Neuer Müllumschlagplatz in der Deponie Steinmühle in Betrieb genommen - Kosten von 1,1 ...
Für Jahrzehnte bestens gerüstet

Ein neuer Müllumschlageplatz ist in der Deponie Steinmühle entstanden. Bei der offiziellen Inbetriebnahme dabei waren (von links) Ingenieur Johannes Posel, 2. Bürgermeister Stefan Grillmeier, Verbandsdirektor Thomas Knoll, Landrat Wolfgang Lippert, Deponieleiter Peter Förster, Projektleiter Bernhard Pfleger, Jutta Goossens und Kreisbaumeister Klaus Weig. Bild: jr
"Es ist eine schöne runde Maßnahme geworden", zeigte sich Verbandsdirektor Thomas Knoll zufrieden. In nur dreieinhalb Monaten Bauzeit wurde für 1,1 Millionen Euro ein neuer Müll-Umschlageplatz an der Deponie Steinmühle geschaffen. Bei der offiziellen Inbetriebnahme sprach Knoll von einer für die gesamte Region bedeutenden Baumaßnahme.

Der Sprecher erinnerte daran, dass der Landkreis Tirschenreuth seit 1996 Mitglied des Zweckverbands Müllverwertung Schwandorf (ZMS) ist. Seit dieser Zeit wird der brennbare Restmüll aus dem Landkreis nach Schwandorf transportiert, dort im Müllkraftwerk thermisch behandelt und zu Energie in Form von Dampf, Fernwärme und Strom verarbeitet.

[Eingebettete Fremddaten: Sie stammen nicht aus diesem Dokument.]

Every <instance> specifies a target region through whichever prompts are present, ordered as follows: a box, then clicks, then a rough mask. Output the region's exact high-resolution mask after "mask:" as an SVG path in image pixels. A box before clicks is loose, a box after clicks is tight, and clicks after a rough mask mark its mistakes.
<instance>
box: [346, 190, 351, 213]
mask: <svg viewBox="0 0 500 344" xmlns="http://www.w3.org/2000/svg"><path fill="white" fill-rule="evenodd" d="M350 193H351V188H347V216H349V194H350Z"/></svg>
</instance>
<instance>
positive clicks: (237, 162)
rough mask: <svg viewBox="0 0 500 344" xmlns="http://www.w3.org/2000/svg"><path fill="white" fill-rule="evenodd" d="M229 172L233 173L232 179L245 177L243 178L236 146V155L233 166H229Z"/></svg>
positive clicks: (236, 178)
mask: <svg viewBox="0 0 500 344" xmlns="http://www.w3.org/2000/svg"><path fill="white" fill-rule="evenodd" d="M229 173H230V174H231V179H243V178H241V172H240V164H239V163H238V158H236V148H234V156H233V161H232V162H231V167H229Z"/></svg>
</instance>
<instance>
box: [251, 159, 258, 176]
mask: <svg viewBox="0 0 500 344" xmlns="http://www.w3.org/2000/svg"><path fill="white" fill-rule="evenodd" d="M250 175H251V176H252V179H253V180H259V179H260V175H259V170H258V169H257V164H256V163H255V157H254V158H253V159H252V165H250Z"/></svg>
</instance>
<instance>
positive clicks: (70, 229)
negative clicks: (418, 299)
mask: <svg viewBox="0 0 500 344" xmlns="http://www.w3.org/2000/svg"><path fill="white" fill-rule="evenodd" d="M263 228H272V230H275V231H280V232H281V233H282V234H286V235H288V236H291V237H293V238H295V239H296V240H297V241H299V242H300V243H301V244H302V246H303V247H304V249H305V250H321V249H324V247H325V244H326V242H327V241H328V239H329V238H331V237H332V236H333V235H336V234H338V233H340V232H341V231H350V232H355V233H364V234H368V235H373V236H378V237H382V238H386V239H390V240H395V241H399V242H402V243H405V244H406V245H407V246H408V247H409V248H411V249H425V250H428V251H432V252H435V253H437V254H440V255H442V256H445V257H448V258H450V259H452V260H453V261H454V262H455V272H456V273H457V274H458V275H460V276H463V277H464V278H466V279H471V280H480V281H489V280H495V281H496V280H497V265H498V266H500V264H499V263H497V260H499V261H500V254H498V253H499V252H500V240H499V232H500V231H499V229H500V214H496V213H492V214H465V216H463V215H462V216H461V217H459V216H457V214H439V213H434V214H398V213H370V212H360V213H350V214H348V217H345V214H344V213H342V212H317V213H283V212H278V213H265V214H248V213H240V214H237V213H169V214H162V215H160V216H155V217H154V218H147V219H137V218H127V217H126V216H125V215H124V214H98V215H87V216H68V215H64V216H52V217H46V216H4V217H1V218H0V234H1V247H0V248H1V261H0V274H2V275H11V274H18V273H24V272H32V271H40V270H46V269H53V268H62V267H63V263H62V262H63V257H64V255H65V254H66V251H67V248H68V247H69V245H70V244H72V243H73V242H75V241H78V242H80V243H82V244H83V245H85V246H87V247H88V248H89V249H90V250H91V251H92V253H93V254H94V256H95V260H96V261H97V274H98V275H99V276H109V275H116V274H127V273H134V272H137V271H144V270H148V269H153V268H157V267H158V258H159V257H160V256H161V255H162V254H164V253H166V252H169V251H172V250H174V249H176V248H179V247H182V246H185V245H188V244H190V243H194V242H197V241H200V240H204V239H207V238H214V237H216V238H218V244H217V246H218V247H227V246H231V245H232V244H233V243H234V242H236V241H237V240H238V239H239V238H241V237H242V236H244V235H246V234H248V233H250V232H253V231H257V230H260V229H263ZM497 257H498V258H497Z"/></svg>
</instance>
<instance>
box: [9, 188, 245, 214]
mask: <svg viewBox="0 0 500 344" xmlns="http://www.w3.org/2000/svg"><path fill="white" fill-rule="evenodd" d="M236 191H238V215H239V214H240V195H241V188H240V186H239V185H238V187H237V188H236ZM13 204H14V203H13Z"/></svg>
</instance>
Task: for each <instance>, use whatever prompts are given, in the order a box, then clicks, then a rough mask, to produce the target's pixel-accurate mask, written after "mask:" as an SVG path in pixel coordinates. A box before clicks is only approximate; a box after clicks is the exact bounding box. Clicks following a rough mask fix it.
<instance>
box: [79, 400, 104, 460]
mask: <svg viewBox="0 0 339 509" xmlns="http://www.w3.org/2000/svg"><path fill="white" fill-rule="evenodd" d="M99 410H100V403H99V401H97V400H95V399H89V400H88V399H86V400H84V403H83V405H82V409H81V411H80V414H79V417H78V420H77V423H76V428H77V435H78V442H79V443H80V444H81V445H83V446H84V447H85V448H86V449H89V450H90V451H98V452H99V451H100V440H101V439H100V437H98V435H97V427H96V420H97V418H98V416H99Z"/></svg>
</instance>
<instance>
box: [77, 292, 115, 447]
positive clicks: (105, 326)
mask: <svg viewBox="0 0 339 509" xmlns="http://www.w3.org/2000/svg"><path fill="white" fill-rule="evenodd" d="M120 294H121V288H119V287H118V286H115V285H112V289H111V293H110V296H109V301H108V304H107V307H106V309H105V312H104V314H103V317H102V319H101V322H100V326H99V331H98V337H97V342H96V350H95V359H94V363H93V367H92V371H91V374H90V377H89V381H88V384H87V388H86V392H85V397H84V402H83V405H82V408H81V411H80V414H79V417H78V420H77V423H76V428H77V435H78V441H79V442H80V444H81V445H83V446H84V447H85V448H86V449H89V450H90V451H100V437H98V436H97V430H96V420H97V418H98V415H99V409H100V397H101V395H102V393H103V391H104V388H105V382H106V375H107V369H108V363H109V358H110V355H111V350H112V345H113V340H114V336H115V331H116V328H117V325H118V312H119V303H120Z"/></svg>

Die anliefernden Müllfahrzeuge entleeren ihren Inhalt auf dem Umschlagplatz. Anschließend wird der Müll mittels Radlader in Großcontainer verladen und nach Schwandorf gebracht. Im vergangenen Jahr waren dies 16 800 Tonnen Haus-, Sperr- und Gewerbemüll.

Landrat Wolfgang Lippert dankte dem Zweckverband für diese zukunftsweisende Investition. Dank galt dem Ingenieurbüro Posel aus Cham sowie dem bauausführenden Unternehmen Scharnagl aus Weiden. Viele Bürger wüssten gar nicht, was hier in Steinmühle alles umgeschlagen werde. "Unser Landkreis hat den Beitritt zum Zweckverband Müllverwertung Schwandorf nicht bereut", sprach Lippert von gigantischen Baumaßnahmen, die in Steinmühle bislang durchgeführt wurden. Durch den Neubau sei die Deponie jetzt professionell gut aufgestellt.

Die Maßnahme stellte Projektleiter Bernhard Pfleger im Detail vor. Nach seinen Worten wurden bis zu 10 000 Kubikmeter Erdreich bewegt und über 600 Kubikmeter Beton verbaut. "Wir hoffen, wir können die Anlage in den kommenden vier Jahrzehnten erfolgreich nutzen", sagte Pfleger. Viel Geld sei in den Umwelt- und Gewässerschutz geflossen. Deponieleiter Peter Förster stellte kurz die Deponie Steinmühle mit einer Gesamtfläche von 75 000 Quadratmetern vor. Durch die derzeit noch laufenden Baumaßnahmen können weitere bis zu 1,2 Millionen Kubikmeter Abfälle eingelagert werden.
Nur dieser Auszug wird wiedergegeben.